TRABALHANDO COM REPRESENTATIVIDADE REAL
Em uma entrevista para a Revista Allure Korea, Park Eun-bin, atriz que dá vida à personagem Woo Young-Woo em ‘Uma Advogada Extraordinária’, disse que recusou o papel por algumas vezes porque acreditava que não seria capaz de interpretar bem. “Na verdade, me ofereceram esse papel junto a um papel no drama ‘O Rei de Porcelana’. Eu realmente pensei que esse era um bom projeto, mas não estava confiante se me sairia bem. Então eu contemplei por um tempo e rejeitei o papel algumas vezes”, contou.
Mesmo recebendo elogios a sua atuação, a atriz Park Eun-bin, que já estrelou outros doramas de sucesso como 'O Rei de Porcelana' e 'Do You Like Brahms?', não é uma pessoa autista.
Por outro lado e ainda em passos lentos, o cenário de representatividade está mudando, com pessoas autistas ocupando esses papéis. Neste mês, a Netflix lançou o reboot da série jovem 'Heartbreak High', série que conta com a atriz e autora neurodiversa Chloé Hayden, que vive o papel de "Quinni" Gallagher-Jones.

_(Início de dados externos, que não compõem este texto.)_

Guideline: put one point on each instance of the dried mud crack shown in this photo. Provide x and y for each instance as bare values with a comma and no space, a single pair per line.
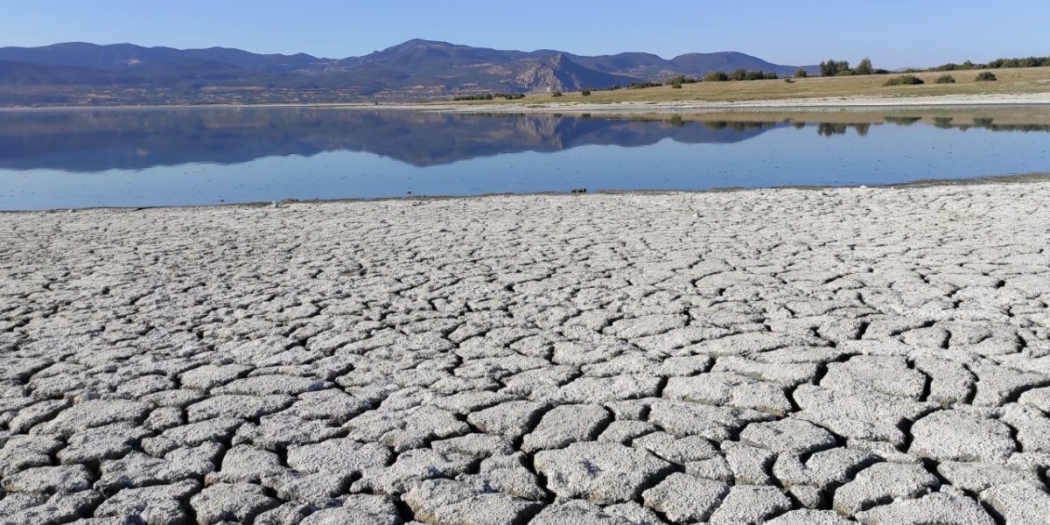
876,356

A adaptação da série original de 1994 traz a diversidade e inclusão em seu enredo. Na trama, Quinni possui um papel de espírito livre, ingênuo e ilimitadamente otimista no início. Quinni tem Transtorno do Espectro Autista (TEA) e à medida que os episódios vão se desenvolvendo, é possível entender e aprender como isso a impacta, desde sua rotina até seus relacionamentos mais íntimos.
Transbordando felicidade pelo papel conquistado, a atriz que dá vida à personagem, fez uma publicação em sua conta oficial no Instagram agradecendo ao carinho e sua importância ao ocupar as telas. “A cada humano que tem gritado por representatividade, que cresceu tendo que lidar com falsos estereótipos que invalidam nossas mentes mágicas, belas e completas, que pensaram que suas mentes, identidades e neurotipos valem menos porque cresceram sem vê-los, obrigado você por ter Quinni como sua”, escreveu.